You should check out the github repo for a more in-depth view of how to build apps and middleware for Mango.

That being said…

How to build a basic Mango App

Mango structures web applications around the idea of a “stack”. A stack is comprised of consecutive layers of middleware, and a core application. Like an onion, but with less tears.

Mango apps can be as simple as:

func Hello(env mango.Env) (mango.Status, mango.Headers, mango.Body) {
  return 200, mango.Headers{}, mango.Body("Hello World!")
}

To instantiate this app we can do:

func main() {
  // Create a new mango.Stack
  stack := new(mango.Stack)

  // Tell our stack what address to listen on
  stack.Address = "0.0.0.0:3000"

  // Set the stack's application and begin listening
  stack.Run(Hello)
}

Including Middleware

Middleware is where Mango really starts to become useful, so let’s write a quick app that uses some custom error handling magic.

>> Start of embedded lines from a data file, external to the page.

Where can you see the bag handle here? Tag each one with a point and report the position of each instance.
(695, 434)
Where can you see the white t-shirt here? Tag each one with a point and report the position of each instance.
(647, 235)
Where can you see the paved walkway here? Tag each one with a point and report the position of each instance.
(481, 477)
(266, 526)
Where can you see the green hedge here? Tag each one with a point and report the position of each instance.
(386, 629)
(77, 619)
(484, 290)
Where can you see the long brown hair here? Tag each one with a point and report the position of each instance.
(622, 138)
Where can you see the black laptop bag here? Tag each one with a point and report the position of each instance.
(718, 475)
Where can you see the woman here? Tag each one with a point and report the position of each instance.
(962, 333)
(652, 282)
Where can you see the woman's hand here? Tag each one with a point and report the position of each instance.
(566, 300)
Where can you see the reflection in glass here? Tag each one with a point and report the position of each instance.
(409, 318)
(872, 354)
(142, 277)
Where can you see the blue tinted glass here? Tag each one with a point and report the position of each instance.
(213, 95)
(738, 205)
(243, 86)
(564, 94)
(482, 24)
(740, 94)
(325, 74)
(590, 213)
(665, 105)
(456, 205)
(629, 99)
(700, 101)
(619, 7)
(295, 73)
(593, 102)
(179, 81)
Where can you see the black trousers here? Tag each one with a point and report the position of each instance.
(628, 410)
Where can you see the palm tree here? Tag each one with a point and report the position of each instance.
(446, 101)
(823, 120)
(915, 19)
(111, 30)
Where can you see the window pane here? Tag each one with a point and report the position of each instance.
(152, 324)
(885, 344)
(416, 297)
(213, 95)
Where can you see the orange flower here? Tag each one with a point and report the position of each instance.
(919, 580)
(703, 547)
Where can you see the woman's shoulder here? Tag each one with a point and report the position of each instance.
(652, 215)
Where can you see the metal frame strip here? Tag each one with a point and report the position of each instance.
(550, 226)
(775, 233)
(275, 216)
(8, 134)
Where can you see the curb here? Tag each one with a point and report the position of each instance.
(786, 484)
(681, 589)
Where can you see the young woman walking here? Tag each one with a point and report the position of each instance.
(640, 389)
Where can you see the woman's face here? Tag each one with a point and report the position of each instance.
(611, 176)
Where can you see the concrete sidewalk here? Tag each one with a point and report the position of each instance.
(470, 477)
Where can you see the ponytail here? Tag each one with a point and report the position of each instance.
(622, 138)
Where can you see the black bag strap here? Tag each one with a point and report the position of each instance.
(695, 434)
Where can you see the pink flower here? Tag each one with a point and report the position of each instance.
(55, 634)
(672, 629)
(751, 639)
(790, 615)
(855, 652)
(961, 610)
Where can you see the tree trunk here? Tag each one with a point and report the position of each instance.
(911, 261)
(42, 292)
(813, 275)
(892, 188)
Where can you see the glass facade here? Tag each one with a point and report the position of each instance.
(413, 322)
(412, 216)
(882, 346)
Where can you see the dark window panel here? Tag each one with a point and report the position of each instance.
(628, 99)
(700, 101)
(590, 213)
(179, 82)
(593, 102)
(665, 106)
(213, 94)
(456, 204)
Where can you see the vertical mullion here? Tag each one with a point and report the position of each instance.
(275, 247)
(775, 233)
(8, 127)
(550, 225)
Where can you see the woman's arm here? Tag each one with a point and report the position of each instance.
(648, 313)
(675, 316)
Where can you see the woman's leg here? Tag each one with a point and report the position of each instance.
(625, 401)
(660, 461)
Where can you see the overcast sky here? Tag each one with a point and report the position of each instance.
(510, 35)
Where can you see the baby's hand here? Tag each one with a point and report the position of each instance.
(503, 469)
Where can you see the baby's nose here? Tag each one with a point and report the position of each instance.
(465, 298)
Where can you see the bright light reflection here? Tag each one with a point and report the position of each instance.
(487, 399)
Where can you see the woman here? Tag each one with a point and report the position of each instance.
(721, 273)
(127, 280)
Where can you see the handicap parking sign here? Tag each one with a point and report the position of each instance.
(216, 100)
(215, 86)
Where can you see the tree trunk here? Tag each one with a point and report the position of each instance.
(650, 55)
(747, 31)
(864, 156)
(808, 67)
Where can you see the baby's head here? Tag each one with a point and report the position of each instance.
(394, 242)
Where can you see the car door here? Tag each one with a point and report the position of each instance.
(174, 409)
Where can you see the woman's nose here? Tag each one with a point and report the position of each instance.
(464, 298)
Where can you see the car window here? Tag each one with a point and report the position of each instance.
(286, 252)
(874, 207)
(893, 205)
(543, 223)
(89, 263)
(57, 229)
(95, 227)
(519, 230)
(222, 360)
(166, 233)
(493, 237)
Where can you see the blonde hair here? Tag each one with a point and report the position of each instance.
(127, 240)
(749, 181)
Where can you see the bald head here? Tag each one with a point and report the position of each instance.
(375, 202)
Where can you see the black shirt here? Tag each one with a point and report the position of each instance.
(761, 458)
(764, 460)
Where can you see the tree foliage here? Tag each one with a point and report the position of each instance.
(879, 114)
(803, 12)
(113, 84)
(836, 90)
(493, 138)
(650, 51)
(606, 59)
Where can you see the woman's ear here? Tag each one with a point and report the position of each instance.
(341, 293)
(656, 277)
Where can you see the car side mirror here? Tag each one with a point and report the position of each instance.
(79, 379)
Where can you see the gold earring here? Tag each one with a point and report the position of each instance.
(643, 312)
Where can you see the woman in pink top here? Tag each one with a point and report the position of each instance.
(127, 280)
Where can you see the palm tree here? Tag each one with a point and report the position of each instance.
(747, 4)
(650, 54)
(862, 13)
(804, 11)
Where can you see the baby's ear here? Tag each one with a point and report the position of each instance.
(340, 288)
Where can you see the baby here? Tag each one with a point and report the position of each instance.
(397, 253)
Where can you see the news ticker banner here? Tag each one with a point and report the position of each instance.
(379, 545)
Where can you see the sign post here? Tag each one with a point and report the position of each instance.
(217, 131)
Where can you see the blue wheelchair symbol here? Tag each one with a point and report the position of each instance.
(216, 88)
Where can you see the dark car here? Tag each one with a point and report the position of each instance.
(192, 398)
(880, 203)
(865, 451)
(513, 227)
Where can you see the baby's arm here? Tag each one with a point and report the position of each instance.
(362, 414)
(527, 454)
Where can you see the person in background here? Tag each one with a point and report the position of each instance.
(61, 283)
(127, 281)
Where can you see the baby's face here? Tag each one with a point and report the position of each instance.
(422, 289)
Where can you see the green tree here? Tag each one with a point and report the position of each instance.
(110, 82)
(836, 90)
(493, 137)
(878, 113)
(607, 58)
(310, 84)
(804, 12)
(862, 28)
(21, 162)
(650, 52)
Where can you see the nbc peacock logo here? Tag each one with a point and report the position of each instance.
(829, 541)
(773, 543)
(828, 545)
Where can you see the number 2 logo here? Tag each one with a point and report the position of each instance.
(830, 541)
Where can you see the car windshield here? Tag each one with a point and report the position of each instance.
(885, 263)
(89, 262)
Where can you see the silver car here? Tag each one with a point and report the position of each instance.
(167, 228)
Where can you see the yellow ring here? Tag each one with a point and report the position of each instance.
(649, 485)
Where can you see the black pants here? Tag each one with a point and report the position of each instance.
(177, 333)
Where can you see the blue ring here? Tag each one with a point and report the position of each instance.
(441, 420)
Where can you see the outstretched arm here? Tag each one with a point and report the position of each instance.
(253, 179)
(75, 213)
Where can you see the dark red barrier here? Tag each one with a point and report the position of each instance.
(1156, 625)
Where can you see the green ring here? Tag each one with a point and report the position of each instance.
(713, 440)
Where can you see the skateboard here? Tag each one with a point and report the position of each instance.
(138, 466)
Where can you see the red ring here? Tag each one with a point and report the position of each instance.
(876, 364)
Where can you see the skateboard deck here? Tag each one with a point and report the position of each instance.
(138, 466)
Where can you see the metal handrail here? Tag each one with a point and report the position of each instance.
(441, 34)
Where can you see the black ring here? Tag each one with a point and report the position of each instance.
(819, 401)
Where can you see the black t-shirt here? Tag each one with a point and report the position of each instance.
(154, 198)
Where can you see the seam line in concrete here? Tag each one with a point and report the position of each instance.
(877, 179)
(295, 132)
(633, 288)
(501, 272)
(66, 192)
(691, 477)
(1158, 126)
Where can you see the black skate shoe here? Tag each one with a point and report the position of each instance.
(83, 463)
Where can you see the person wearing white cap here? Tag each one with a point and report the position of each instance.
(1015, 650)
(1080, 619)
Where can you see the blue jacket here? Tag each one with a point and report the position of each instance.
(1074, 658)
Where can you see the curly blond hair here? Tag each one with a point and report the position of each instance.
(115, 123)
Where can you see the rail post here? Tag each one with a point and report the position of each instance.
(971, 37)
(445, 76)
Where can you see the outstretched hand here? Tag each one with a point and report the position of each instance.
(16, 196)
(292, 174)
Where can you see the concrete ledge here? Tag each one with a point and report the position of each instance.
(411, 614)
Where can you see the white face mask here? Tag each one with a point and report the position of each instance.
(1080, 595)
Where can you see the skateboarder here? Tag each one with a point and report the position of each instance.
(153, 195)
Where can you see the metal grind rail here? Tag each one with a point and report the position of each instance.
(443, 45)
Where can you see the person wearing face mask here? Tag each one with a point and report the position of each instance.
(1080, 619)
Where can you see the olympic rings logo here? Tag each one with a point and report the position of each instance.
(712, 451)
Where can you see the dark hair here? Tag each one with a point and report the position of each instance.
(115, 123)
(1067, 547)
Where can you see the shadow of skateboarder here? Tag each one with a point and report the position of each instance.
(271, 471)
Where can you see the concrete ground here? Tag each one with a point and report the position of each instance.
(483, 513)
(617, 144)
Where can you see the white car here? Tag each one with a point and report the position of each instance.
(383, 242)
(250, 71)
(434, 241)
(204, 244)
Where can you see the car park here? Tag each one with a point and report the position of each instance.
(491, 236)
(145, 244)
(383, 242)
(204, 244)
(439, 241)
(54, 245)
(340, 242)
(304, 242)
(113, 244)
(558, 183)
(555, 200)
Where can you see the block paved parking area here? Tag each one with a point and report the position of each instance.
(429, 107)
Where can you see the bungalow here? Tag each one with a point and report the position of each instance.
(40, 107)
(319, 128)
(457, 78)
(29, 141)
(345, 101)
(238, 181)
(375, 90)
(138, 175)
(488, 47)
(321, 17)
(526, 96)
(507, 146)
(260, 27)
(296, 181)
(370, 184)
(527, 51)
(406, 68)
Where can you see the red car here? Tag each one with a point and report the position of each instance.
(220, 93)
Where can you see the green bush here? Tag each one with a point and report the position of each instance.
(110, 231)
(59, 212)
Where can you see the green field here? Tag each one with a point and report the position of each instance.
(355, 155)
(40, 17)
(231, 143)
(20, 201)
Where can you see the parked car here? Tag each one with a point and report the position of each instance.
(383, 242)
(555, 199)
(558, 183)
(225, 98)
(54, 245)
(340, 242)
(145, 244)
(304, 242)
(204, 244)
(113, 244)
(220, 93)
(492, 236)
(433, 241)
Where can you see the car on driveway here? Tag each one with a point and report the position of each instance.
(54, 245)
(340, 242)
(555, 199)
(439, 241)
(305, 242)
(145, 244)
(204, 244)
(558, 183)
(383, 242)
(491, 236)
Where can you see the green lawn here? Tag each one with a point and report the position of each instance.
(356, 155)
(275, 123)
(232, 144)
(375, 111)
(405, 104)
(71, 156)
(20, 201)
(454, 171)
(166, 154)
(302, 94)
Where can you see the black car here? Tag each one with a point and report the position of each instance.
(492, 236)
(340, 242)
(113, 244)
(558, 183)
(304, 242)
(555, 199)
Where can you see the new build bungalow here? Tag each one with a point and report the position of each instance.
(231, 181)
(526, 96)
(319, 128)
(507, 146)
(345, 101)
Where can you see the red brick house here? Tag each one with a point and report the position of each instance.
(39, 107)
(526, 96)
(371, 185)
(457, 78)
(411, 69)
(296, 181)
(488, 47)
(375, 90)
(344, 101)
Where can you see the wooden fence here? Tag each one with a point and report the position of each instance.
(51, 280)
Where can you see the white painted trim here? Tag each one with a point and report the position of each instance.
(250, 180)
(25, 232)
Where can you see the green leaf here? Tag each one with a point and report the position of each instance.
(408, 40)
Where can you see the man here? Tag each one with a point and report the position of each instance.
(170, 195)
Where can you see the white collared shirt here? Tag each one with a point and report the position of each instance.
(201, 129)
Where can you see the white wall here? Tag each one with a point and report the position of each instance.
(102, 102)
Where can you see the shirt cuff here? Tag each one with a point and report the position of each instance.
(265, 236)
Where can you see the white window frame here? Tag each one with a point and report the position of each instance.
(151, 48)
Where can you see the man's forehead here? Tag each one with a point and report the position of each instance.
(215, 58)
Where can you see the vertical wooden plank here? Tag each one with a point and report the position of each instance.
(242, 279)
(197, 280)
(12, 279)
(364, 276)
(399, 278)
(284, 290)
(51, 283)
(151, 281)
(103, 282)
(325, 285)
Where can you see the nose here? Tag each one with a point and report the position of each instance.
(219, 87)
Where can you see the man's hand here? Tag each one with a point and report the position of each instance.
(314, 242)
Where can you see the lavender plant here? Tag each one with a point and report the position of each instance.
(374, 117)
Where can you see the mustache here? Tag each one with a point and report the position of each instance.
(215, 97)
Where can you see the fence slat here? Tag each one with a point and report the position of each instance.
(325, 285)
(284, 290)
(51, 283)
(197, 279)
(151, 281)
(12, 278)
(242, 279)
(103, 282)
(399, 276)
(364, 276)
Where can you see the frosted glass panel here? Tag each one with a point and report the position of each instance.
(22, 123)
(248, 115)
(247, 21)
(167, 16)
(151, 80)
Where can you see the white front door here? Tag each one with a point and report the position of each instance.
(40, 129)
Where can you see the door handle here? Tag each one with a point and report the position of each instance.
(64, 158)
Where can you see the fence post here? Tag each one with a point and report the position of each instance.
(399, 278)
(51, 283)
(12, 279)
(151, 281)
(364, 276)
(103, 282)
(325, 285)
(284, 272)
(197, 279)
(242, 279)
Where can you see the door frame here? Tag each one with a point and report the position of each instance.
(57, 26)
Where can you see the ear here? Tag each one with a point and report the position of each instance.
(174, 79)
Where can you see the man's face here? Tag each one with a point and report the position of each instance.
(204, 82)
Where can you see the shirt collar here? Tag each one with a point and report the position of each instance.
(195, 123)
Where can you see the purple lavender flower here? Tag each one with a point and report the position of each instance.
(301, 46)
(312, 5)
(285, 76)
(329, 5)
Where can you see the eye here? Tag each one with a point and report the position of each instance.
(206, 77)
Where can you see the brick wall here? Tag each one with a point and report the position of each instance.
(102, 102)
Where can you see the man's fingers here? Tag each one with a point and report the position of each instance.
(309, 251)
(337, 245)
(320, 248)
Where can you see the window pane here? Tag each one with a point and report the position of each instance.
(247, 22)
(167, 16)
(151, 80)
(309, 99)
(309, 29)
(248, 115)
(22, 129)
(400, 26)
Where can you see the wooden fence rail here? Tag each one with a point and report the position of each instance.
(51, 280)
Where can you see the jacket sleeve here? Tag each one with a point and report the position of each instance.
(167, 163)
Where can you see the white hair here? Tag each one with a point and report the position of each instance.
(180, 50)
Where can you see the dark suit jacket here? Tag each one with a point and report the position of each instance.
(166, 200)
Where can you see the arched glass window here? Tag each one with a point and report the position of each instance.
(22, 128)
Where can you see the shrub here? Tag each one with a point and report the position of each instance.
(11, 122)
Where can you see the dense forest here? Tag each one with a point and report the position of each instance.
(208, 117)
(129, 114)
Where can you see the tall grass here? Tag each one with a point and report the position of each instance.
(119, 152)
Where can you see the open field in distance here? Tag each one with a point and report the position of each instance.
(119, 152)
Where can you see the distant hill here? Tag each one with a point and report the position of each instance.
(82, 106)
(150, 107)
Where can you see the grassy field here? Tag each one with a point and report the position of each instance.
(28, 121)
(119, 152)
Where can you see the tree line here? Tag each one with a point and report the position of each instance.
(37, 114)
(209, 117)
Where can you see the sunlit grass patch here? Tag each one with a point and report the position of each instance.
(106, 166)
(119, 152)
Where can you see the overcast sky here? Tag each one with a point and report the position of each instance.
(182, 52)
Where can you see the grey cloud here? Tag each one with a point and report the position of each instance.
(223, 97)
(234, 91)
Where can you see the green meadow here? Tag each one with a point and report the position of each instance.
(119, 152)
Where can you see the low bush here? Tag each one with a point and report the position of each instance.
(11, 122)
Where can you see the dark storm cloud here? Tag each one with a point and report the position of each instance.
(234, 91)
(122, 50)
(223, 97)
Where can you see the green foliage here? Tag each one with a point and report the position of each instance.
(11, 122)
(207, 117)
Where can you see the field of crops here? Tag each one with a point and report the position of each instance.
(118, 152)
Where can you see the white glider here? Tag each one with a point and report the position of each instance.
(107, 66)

func PanickyPat(env Mango.Env) (mango.Status, mango.Headers, mango.Body) {
  panic("My name is Pat, and I ... FREAK OUT!")
  return 200, mango.Headers{}, mango.Body("Phew! Didn't panic!")
}

Now, if we want to catch these errors, and instead show a nice error page we can use Mango’s ShowErrors middleware.

func main() {
  stack := new(mango.Stack)
  stack.Address = "0.0.0.0:3000"

  // Add in our middleware
  // First we set up an html template
  // for our errors to be displayed in.
  errorTemplate = `
    <html>
      <head>
        <title>Caught Error</title>
      </head>
      <body>
        <h1>Pat is panicking right now...</h1>
      </body>
    </html>
  `

  // Now we instantiate our middleware
  errorCatcher = mango.ShowErrors(errorTemplate)

  // And insert it into the stack
  stack.Middleware(errorCatcher)

  // And run our application,
  // wrapped in error-safe goodness,
  // like diapers on a duck!
  stack.Run(PanickyPat)
}

Now, whenever our application throws an error we will instead get a nice error page explaining that Pat is busy panicking.

Writing Custom Middleware

Writing your own middleware for Mango is really straightforward, but its a bit more in-depth than this document needs to be. Check out the github repo for more information on that.

Available Middleware

As of this writing the list of middleware is small, but it will hopefully be growing rapidly.

  • Sessions
  • Logger
  • ShowErrors
  • Routing

How Fast Is It?

I’ve included some benchmarks in the mango_test.go file, you can run them with:

gotest -test.bench=".\*"

On my laptop I get about 0.14-0.16 ms per request, which is about 6500-7000 requests/second. So, it’s fairly fast. No doubt there is room for improvement to happen as the project develops.